Embedding Model Selection

Embedding Model Selection: A Comprehensive Guide

Embedding models play a crucial role in natural language processing (NLP) applications, enabling accurate analysis and understanding of human language. Selecting the right embedding model can significantly impact the performance and effectiveness of your NLP solution. This blog post aims to provide you with an extensive overview of various embedding model options, along with their strengths and weaknesses, and offer guidance on how to choose the best model for your specific use case.

Getting Started: Text-Embedding Models in OpenAI

The easiest way to begin is by directly calling OpenAI’s text-embedding-ada-002 model, a 1536-dimensional model with high recall accuracy on non-industry-specific language. However, most RAG use cases will involve GPT-3.5-turbo or GPT-4-turbo models as the large language model (LLM). If you already have an API key and client library for these models, you can use them without any additional effort.

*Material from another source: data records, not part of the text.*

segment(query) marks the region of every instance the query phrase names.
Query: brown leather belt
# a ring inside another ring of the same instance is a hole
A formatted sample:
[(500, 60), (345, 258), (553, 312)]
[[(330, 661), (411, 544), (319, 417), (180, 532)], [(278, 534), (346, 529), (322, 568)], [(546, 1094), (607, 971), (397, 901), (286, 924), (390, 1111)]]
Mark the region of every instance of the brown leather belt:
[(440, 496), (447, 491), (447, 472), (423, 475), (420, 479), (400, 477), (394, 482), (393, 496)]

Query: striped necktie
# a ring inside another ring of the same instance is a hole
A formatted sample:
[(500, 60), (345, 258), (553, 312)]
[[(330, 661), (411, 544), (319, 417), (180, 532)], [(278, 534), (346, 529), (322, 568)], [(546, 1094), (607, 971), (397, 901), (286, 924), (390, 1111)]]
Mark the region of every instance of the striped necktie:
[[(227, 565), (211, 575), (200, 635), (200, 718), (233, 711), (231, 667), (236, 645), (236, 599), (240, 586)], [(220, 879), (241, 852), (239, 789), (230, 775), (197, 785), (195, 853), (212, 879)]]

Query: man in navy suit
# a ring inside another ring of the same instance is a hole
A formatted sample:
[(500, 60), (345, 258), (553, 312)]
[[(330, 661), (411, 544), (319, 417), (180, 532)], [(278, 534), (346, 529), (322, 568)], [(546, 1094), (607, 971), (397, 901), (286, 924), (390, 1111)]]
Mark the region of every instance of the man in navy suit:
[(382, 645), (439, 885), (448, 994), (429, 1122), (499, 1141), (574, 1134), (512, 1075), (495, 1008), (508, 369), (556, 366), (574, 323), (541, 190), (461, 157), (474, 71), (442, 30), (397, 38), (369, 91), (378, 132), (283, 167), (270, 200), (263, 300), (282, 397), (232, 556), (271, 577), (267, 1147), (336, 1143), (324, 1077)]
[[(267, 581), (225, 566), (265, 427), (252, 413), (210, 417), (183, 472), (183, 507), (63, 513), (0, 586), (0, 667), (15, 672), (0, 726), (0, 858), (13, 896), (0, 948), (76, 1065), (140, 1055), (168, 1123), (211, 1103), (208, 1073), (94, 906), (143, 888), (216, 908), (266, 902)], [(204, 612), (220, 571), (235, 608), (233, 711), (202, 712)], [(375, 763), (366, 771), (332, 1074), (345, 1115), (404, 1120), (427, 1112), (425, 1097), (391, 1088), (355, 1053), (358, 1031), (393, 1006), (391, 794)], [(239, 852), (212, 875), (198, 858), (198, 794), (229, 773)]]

Alternatives: Azure OpenAI, AWS Bedrock, and Google Cloud Platform (GCP) Vertex

In some cases, organizations may lack access or authorization to utilize OpenAI services. In such situations, alternative platforms like Azure OpenAI, AWS Bedrock, and GCP Vertex can be recommended as fallback options.

Azure OpenAI

For Azure OpenAI, the advice remains the same - use text-embedding-ada-002 as the embedding model. You will still find high recall accuracy with this model in non-industry-specific languages.

Google Cloud Platform (GCP) Vertex

When working with GCP Vertices, the recommended embedding model is gecko-001, and for LLMs, Palm2 is suggested. The model selection process should be based on your specific requirements and use case scenarios.

Open Source Models: HuggingFace’s MTEB Leaderboard

If you don’t have access to the aforementioned platforms or their models, there are various open-source models available on Huggingface’s MTEB Leaderboard. Instruction is one such model family that has demonstrated excellent accuracy in text-embedding tasks. However, new model families with better accuracy continue to emerge, so it’s essential to stay updated with the latest advancements.

Accessing HuggingFace models can be done directly through their API or by downloading and running them locally using the sentence-transformer Python library. Self-hosting these models as a service is also possible, making it easier for organizations to integrate NLP solutions into their systems.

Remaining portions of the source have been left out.